蘇壽低低道:“我沒親過別人的額頭。”
華瑩呼吸一窒,低眉若無其事地牽了牽裙角。
他又道:“沒碰過別的任何一女子。”
后來華瑩輕聲道:“我知道。”
她心思何等細膩,謝不若說他親人額頭,總不能是親男人的額頭;可自打謝不若和蘇壽相識起,她就在其中,一路走來,何曾見過蘇壽與什么女子接觸過?
別說接觸了,就連話都沒見他跟別人說過。
他們當中,就只有她一個女子,這還有什么好問的。
她抬了抬眼簾,與他視線相撞,又道:“所以你要我問什么?問什么地點什么時間?”
蘇壽竟也老實回答了她:“在瘴林里,我取了藥引子回來,你昏迷不醒的時候。
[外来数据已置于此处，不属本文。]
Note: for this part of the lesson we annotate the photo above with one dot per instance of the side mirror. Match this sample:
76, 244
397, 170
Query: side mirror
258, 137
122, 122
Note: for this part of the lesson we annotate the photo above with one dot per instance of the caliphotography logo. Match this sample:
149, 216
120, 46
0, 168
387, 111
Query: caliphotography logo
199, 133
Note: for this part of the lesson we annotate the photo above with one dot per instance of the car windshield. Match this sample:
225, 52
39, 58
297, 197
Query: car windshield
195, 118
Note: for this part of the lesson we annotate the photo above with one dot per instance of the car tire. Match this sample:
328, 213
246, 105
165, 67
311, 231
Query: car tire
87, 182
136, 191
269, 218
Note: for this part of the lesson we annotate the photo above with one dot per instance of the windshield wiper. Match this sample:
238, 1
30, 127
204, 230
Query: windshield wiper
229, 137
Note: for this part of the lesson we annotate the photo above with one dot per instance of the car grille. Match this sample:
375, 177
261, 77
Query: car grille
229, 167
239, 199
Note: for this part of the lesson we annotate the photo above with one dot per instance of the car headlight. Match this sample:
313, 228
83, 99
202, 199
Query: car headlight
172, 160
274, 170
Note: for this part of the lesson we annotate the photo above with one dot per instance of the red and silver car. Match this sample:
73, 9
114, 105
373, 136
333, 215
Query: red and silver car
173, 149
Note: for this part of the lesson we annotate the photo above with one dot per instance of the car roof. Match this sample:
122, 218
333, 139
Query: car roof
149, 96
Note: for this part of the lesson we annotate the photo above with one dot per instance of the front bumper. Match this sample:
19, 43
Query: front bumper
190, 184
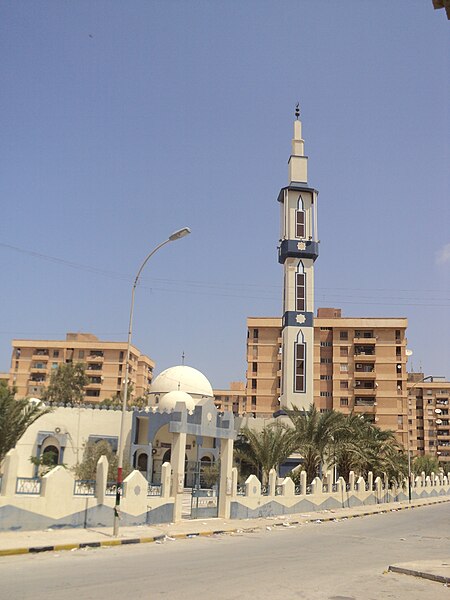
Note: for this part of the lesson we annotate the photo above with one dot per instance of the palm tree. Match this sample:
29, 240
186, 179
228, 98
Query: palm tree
361, 446
264, 450
314, 435
15, 418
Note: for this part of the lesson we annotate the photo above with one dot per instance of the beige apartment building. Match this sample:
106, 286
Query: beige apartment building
33, 362
359, 366
428, 416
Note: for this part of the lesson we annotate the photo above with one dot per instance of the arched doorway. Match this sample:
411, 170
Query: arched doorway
50, 456
142, 463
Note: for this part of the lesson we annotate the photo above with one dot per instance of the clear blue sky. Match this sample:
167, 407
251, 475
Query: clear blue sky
123, 121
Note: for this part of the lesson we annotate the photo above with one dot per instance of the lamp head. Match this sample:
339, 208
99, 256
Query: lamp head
179, 234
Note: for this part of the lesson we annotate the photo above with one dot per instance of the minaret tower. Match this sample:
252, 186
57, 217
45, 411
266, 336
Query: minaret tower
299, 248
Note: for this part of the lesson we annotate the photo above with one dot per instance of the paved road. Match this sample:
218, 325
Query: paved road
329, 561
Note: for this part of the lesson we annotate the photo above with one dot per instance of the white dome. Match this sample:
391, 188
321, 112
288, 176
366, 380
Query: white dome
182, 379
169, 400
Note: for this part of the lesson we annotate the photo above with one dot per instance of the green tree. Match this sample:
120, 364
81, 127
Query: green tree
314, 437
361, 446
92, 453
15, 418
264, 450
427, 463
67, 384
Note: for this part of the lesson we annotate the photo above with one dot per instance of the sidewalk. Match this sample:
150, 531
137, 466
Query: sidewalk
24, 542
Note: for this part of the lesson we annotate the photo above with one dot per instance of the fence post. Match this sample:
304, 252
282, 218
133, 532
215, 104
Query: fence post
101, 479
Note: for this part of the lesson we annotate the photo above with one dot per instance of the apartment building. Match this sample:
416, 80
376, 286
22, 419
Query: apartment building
428, 416
33, 362
359, 366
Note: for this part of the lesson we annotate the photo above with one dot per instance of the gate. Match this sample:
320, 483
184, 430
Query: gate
204, 478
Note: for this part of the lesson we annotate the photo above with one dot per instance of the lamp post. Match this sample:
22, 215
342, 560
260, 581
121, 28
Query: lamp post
175, 236
428, 377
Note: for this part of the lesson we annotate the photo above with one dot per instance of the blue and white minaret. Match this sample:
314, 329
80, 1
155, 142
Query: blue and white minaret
298, 250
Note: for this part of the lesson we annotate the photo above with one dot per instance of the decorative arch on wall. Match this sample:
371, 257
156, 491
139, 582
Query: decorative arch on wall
300, 288
300, 364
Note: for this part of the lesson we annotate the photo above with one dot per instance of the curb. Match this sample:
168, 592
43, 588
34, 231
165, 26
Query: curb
422, 574
184, 536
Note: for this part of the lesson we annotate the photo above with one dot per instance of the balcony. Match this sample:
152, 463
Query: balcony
38, 368
369, 401
362, 391
364, 340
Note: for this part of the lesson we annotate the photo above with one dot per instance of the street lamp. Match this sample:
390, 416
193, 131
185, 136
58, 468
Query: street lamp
175, 236
428, 377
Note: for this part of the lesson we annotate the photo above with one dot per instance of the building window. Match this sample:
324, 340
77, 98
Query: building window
299, 385
300, 288
300, 219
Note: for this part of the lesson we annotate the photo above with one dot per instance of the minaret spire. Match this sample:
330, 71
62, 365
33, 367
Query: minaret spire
298, 162
297, 252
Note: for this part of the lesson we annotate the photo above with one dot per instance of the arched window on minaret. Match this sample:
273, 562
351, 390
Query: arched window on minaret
300, 219
300, 370
300, 285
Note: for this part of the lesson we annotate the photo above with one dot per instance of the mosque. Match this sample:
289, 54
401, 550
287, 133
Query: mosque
181, 399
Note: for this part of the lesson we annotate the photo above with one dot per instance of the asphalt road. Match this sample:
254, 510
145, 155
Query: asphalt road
344, 560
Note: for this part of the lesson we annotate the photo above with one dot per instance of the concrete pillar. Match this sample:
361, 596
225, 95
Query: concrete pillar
101, 479
225, 486
272, 482
166, 480
10, 473
234, 480
378, 489
177, 458
303, 483
351, 481
252, 486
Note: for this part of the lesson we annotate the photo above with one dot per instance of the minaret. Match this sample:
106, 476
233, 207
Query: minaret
299, 248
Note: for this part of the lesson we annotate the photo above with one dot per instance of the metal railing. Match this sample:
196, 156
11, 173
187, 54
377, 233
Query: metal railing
111, 488
84, 487
28, 485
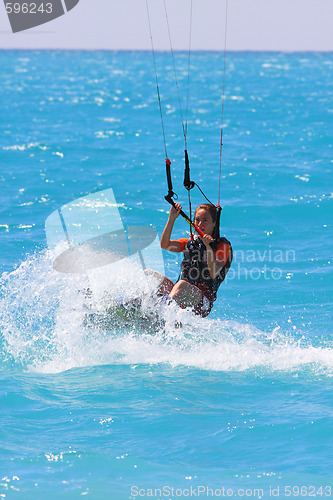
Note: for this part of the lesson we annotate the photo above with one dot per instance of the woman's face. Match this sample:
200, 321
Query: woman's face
204, 221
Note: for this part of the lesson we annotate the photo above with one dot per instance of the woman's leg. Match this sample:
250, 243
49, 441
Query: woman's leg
165, 285
186, 294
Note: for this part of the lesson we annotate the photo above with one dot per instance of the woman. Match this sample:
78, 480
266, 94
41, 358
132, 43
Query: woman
205, 264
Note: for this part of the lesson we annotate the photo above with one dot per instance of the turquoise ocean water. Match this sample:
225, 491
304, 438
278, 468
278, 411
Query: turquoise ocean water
240, 402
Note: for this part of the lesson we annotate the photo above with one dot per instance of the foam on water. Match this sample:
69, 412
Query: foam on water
43, 330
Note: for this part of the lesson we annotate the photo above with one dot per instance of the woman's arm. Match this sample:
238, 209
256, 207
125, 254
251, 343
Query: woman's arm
166, 242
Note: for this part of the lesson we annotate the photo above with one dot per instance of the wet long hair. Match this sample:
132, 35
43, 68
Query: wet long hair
210, 208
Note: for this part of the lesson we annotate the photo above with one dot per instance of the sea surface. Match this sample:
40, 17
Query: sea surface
239, 404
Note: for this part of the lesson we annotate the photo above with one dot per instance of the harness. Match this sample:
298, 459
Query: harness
194, 267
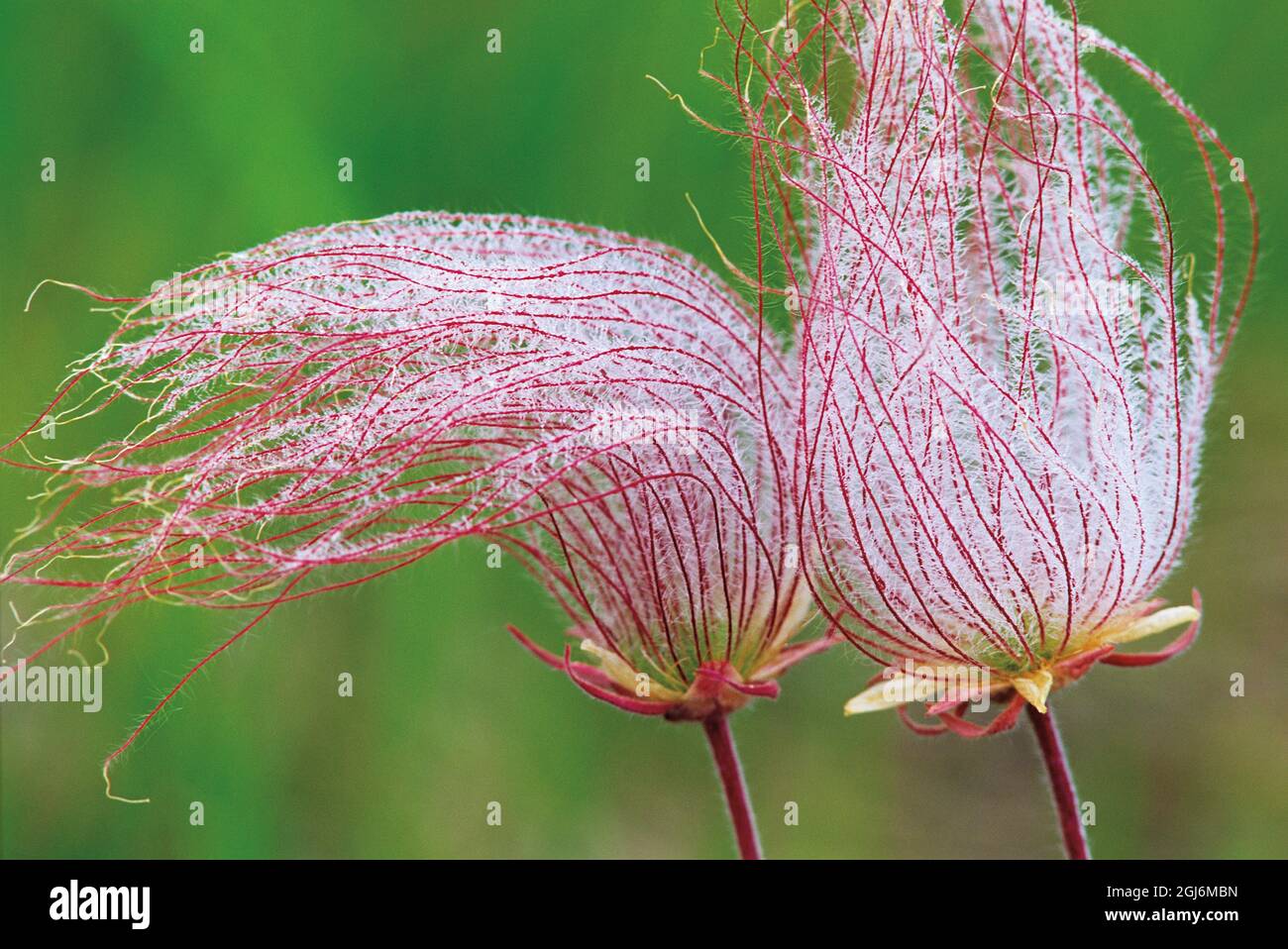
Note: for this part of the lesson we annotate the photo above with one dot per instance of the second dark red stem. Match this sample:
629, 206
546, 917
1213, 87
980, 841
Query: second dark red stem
1061, 783
734, 787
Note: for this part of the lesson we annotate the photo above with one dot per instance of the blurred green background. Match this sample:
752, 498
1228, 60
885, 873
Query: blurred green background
166, 158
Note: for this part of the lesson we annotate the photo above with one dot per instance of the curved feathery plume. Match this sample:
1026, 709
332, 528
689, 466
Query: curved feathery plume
335, 404
1005, 364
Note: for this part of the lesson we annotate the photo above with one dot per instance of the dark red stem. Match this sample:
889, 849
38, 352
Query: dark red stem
1061, 783
735, 789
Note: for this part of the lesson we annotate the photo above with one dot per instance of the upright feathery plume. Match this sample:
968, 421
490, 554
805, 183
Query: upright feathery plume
1005, 366
338, 403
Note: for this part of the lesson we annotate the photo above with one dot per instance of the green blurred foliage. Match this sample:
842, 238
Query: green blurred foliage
167, 158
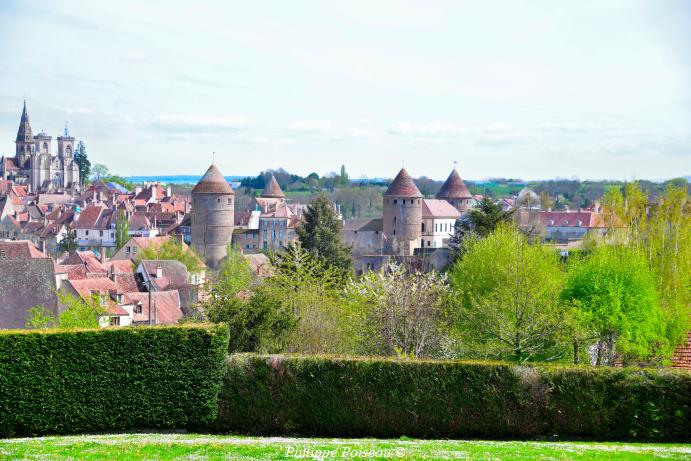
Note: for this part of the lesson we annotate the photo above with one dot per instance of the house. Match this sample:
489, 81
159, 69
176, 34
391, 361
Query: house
438, 221
165, 307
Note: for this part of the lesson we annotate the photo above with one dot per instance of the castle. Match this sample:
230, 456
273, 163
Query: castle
35, 166
411, 225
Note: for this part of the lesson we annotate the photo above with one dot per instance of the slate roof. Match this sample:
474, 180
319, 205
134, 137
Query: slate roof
272, 189
434, 208
454, 188
403, 186
212, 182
25, 283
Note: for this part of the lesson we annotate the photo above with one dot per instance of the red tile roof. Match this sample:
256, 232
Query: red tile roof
165, 305
403, 186
454, 187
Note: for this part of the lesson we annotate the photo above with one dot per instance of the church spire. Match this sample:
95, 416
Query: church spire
24, 133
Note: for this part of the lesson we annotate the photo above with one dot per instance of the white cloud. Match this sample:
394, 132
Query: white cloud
310, 126
136, 57
191, 122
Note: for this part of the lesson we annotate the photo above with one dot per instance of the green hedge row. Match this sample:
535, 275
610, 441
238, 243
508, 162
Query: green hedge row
110, 379
389, 398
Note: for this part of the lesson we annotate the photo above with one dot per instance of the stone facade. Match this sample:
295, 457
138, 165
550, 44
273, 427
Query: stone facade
35, 165
213, 216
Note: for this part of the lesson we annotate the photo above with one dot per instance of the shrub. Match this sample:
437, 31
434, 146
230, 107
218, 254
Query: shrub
356, 397
110, 379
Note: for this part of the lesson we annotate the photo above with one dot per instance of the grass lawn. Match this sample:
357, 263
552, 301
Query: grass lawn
209, 447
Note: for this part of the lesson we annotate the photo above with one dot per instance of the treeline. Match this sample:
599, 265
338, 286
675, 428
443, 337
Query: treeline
623, 300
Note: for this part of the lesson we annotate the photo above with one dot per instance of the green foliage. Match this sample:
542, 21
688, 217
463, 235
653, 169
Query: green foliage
122, 229
505, 291
99, 171
110, 379
614, 290
399, 313
68, 242
173, 249
486, 217
307, 299
320, 235
350, 397
39, 317
83, 163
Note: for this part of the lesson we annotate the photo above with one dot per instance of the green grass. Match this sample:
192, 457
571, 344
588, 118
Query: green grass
209, 447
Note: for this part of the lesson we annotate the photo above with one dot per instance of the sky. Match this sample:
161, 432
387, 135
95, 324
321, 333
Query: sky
530, 89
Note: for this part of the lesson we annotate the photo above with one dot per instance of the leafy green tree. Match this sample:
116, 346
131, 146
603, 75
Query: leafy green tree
400, 313
39, 317
320, 235
83, 163
76, 313
173, 249
308, 291
505, 292
99, 171
68, 242
122, 229
614, 290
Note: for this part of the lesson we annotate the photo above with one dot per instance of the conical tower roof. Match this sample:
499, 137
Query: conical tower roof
403, 186
454, 188
24, 133
272, 189
212, 182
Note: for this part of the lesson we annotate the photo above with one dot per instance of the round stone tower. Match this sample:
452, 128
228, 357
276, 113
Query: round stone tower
402, 216
455, 192
213, 216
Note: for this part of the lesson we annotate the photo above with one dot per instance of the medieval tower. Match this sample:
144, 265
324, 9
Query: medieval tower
213, 216
455, 192
402, 216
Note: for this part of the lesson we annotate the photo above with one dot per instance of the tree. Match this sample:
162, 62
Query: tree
122, 229
99, 171
173, 249
505, 291
82, 162
487, 216
400, 313
230, 303
68, 242
614, 290
320, 235
76, 313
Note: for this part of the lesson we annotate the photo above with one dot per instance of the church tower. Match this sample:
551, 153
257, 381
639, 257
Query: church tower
402, 216
213, 216
24, 143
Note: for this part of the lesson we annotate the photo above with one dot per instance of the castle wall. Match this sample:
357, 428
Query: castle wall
212, 225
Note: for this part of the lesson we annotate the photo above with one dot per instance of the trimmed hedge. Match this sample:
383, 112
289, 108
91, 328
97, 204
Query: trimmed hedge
110, 379
362, 397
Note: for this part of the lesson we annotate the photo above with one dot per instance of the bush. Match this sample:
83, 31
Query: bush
367, 397
110, 379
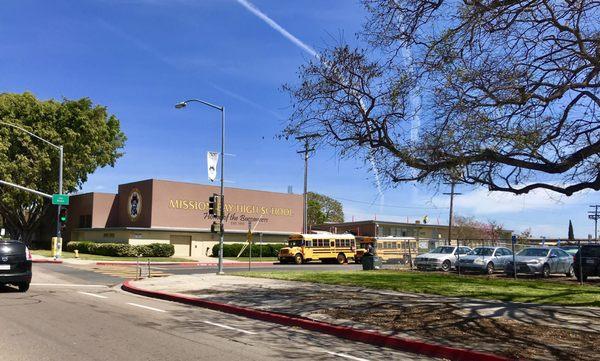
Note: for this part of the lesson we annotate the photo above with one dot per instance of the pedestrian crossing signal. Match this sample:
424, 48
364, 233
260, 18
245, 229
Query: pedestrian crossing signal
213, 205
62, 217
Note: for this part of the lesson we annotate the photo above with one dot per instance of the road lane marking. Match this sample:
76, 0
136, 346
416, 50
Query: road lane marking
146, 307
91, 294
346, 356
229, 327
64, 285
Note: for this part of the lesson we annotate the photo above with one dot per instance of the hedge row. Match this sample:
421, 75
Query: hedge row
122, 249
232, 250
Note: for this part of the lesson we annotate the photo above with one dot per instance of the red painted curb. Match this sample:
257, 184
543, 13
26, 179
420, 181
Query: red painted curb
46, 261
371, 337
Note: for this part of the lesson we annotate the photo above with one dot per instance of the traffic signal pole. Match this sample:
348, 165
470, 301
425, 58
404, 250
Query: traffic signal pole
58, 222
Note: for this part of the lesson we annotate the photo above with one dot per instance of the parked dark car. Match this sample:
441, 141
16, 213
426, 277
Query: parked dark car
590, 261
542, 261
15, 264
570, 249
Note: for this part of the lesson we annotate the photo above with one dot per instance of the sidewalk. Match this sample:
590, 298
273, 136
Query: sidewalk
202, 261
512, 329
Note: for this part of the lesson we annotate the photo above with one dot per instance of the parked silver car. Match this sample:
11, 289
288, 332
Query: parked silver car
485, 259
542, 261
443, 258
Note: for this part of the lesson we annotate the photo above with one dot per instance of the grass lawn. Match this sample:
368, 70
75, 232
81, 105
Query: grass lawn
254, 259
481, 287
94, 257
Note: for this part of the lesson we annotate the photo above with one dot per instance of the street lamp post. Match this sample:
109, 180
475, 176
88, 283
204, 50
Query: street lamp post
306, 151
183, 104
60, 167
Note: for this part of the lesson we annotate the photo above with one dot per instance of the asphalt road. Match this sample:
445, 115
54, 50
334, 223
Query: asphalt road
76, 314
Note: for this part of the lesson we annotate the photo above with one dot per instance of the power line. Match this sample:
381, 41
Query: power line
385, 205
595, 216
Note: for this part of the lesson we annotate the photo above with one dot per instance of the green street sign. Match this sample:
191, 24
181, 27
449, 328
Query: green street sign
60, 199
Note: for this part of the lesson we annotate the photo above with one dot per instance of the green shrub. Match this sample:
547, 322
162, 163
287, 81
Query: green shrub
122, 249
232, 250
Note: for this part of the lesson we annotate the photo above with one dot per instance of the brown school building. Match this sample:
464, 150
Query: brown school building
161, 211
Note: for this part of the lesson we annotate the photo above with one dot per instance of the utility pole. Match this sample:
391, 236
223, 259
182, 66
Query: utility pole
306, 151
451, 216
595, 216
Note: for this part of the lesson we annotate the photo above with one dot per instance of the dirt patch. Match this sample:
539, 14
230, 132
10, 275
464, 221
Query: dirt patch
510, 338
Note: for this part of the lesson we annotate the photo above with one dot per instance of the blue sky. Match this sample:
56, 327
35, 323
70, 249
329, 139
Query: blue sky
139, 58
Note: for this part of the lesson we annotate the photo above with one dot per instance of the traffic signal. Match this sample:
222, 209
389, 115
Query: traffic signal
215, 227
63, 217
213, 207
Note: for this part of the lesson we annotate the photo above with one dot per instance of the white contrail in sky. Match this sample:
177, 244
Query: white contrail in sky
299, 43
254, 10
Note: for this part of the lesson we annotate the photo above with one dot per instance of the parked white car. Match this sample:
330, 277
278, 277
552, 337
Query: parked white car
486, 259
443, 257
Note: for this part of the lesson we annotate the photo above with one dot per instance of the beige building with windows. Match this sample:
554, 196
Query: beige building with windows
161, 211
423, 232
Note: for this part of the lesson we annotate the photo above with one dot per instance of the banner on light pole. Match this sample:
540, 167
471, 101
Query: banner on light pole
212, 159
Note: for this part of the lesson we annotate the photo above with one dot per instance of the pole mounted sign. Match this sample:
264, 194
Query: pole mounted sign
60, 199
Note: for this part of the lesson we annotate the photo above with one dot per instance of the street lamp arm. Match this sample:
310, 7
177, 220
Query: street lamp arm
205, 103
30, 133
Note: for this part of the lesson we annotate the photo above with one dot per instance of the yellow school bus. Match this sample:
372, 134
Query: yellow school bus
326, 247
389, 249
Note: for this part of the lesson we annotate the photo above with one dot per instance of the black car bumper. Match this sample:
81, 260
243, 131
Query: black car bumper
13, 278
20, 272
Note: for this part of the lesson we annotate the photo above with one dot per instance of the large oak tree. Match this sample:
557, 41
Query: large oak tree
499, 93
91, 138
”
華瑩頓了頓,道:“我沒問,你也不必非要回答得這么清楚。”
蘇壽道:“只要你知道沒別人就行了。”
抱劍學聰明了,知道主子緊著華大夫,后來每天晚上都按時把燒好的熱水送過來。
蘇壽拎著送進了華瑩的房間里,在房間里洗漱也方便暖和。
然后抱劍就剛正不阿地向蘇壽稟道:“主子,謝公子把那兩個婢女攆出來了。有人伺候還不行,罵罵咧咧把人罵哭了。”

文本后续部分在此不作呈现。